Anyone else feel like they’re clinging to a rocketship as it hurtles through space? Life feels like it’s moving so fast . I fell into that dangerous train of thought, “I’ll write when things calm down” Anyone else’s life calming down??! Not mine, for sure. It’s been strangely windy in New Mexico for the last three months ( wind is my least favorite season here), we now have the largest wildfire in New Mexico history, and it seems like everyone I know is getting covid. And then, there have been some moments of joy , like my daughters birthday, 27, and a dear friend graduating from college, and I have been rushing around like a crazy person, not wanting to miss any opportunities for joy. That was a good call, because even though these two events were on opposite sides of the country, it was so worth it to be at both.
I took an Intaglio printmaking class at our Santa Fe Community College this past semester. I took it because I once saw Kiki Smith drawing on a copper plate in a video, and I was SO excited by it. It was humbling. Learning a whole new process. Printmaking literally has its own language. I felt like I was learning Russian, or computer coding. Somehow I got a teacher who had the patience of a saint, and classmates who were generous. The first few classes I was so lost, and frustrated, and hanging in by a thread. But I could feel that it was good for my brain, to have to stretch. It also felt a little vulnerable because printmaking is a cooperative art. It involves asking for help-something I am not skilled at- and working together. I always hated working on group projects in school. I wanted to be at my own table, doing my own project. Every time a teacher said “ Okay, now we’re going to break into groups…” my insides flipflopped, and I felt like I was going to be throw up. So at the ripe old age of 57 I learned to ask for help (a lot) and that actually it was kind of nice to work with other people. I was at a dinner recently where a friend mentioned a John Cage quote. “ I am trying to be unfamiliar with what I am doing.” I’m curious how this lands with you. I took it as I am trying to have fresh eyes, or beginners mind. Doing something new, way out of my comfort zone, felt like it helped me in staying unfamiliar with what I am doing.

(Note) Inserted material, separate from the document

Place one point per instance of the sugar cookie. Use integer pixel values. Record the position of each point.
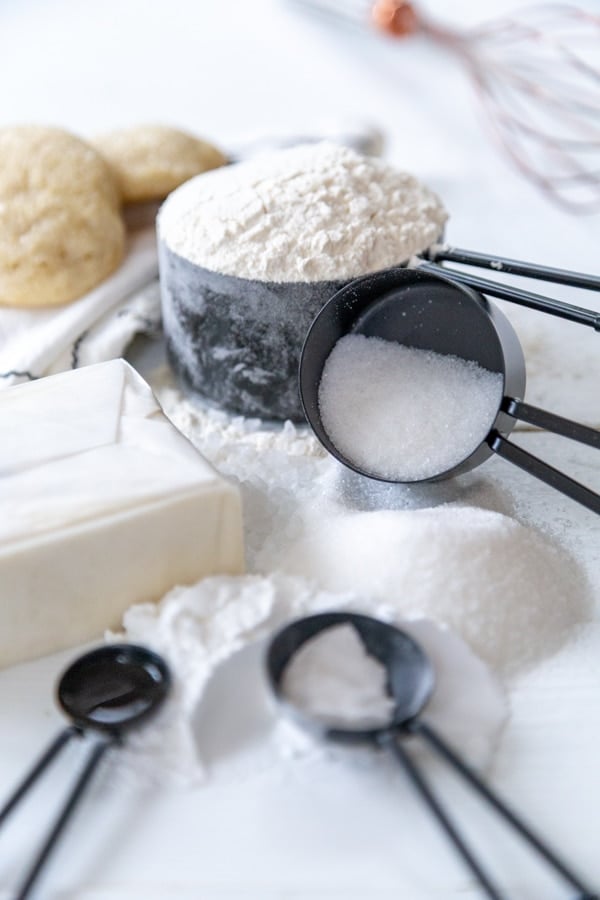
(61, 232)
(150, 161)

A highlight of this last month was getting to hear Jaune Quick To See Smith interviewed by Jeffrey Gibson at Site Santa Fe. Gibson and Smith are both Native American artists, and Gibson currently has a great show at Site. Jaune Quick to See Smith is eighty-two years old. She grew up in incredibly adverse circumstances, but spoke about as a little girl “I just knew that crayons and paste made me happy.” She also spoke about how incredibly difficult it was to be a Native American woman artist. It was not a thing for a Native woman to get an MFA, she was only encouraged to become a teacher. It was so moving to feel the tenacity she had, to become who she is. I will always remember her at the end saying to Jeffrey Gibson while they both cried, “It is a miracle that we are here, it is a miracle that we are alive.”
I listened to the poet David Whyte being interviewed by Krista Tippet on the “On Being podcast”. It’s # 1068 “Seeking Language Large Enough”. He said, “ A good elegy is always a conversation between grief and celebration. The grief of the loss of the person and the celebration that you were here at all to share the planet with them….We have this physical experience in loss of falling towards something, it’s like falling in love, except it’s falling into grief, and you’re falling towards the foundation they held for you in your life that you didn’t realize they were holding, and you fall and fall and fall and you don’t find it for the longest time, and so the shock of the loss, to begin with and the hermetic sealing off of grief is necessary in grief, but then there comes a time when you finally actually start to touch the ground they were holding for you, and it’s from that ground you step off into your new life.”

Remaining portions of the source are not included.